Nel ritorno di Torino, il 28 febbraio, agli ordini dell’austriaco Schiller, Heriberto Herrera ha schierato in campo Anzolin, Salvadore e Leoncini; Bercellino I, Castano e Sacco; Magnusson, Del Sol, De Paoli, Cinesinho e Zigoni. Si gioca di pomeriggio e, nonostante l’orario, al Comunale ci sono quarantamila spettatori. I bianconeri cercano subito quella rete che pareggerebbe i conti, per poi cercare con calma il secondo gol, quello che avrebbe significato la qualificazione alle semifinali. Il tempo passa e quella maledetta rete non arriva, nonostante le tre punte messe in campo da HH2. Con l’inesorabile trascorrere dei minuti, la gara si fa progressivamente a senso unico, con i tedeschi arroccati nel fortino della loro area. A tre minuti dal termine, Shiller accorda un calcio di rigore ai bianconeri. Un minuto di proteste e finalmente il tiratore designato, Giancarlo Bercellino, dispone il pallone sul dischetto. Nel più assoluto silenzio si avverte benissimo la gran botta dello scarpino dello stopper sul pallone e il rumore della rete che, nonostante allora fosse rigidamente fissata ai supporti, si gonfia all’inverosimile. Il portiere non è ancora atterrato sulla sua sinistra, che l’urlo dei quarantamila si alza altissimo a esorcizzare quella paura tremenda di non riuscire a impattare il punteggio. Una vera cannonata, un tiro potentissimo, centrale, a mezza altezza, quasi da sfondare la rete. Gli ultimi due minuti della gara sono senza storia e, al fischio finale, un solitario invasore di campo, che non subirà arresti né DASPO, raggiunge Bercellino e si fa regalare la maglia. Alla gara di spareggio ci si penserà poi, oggi va festeggiato l’eroe di giornata.
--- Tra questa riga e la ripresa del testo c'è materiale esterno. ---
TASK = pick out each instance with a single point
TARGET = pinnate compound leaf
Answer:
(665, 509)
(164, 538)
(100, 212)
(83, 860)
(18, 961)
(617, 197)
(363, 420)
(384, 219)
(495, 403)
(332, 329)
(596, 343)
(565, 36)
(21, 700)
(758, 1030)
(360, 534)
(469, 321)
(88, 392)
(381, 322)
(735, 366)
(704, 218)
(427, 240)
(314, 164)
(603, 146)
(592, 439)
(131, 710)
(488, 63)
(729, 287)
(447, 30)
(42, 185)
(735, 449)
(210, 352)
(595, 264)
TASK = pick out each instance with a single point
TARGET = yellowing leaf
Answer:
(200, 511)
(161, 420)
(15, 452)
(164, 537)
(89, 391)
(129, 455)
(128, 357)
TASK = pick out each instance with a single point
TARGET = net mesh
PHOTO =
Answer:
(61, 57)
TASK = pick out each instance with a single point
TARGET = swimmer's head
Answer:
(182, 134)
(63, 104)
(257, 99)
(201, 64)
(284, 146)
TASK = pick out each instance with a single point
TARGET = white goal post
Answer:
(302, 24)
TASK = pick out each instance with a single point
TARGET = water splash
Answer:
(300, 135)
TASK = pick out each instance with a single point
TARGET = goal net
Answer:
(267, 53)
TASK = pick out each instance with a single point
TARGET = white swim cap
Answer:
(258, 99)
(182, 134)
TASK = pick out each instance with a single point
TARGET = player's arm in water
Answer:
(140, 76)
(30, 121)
Il match-winner è un omone grande e grosso, di professione centromediano, come si diceva allora, che non aveva certo il suo forte nella finezza stilistica. Con gli occhi d’oggi, non si comprenderebbe questa designazione a rigorista, ma al tempo, il calciare rigori spesso voleva dire tirare delle grandi botte, neanche molto angolate e non precedute da alcun tipo di finta. “Berceroccia”, questo il soprannome, o Bercellino I per distinguerlo dal fratello Silvino, anche lui brevemente in bianconero, i rigori li tirava così: dritto per dritto, di una potenza inaudita e… a occhi chiusi. Era davvero così “Berceroccia”, grande, grosso e timido: i compagni più arditi, primo quello scapestrato di Zigoni, per testare i propri addominali, lo usavano come “metro”. “Dammi un pugno qui, Berce”. “Ma ti faccio male, Zigo” (“Zigozago” era il soprannome completo di Zigoni). “A tutta forza, Berce!”. Finalmente il cazzottone arrivava sugli addominali contratti di Zigoni, che si allontanava, livido in volto, e con un filo di voce sussurrava: “Sentito niente…”.
Quasi dimenticavo. La bella di Berna, il 20 marzo 1968, arbitro Dienst, ci vide prevalere col minimo scarto per il gol di Magnusson, al cinquantacinquesimo. Meglio, invece, dimenticare la semifinale col Benfica.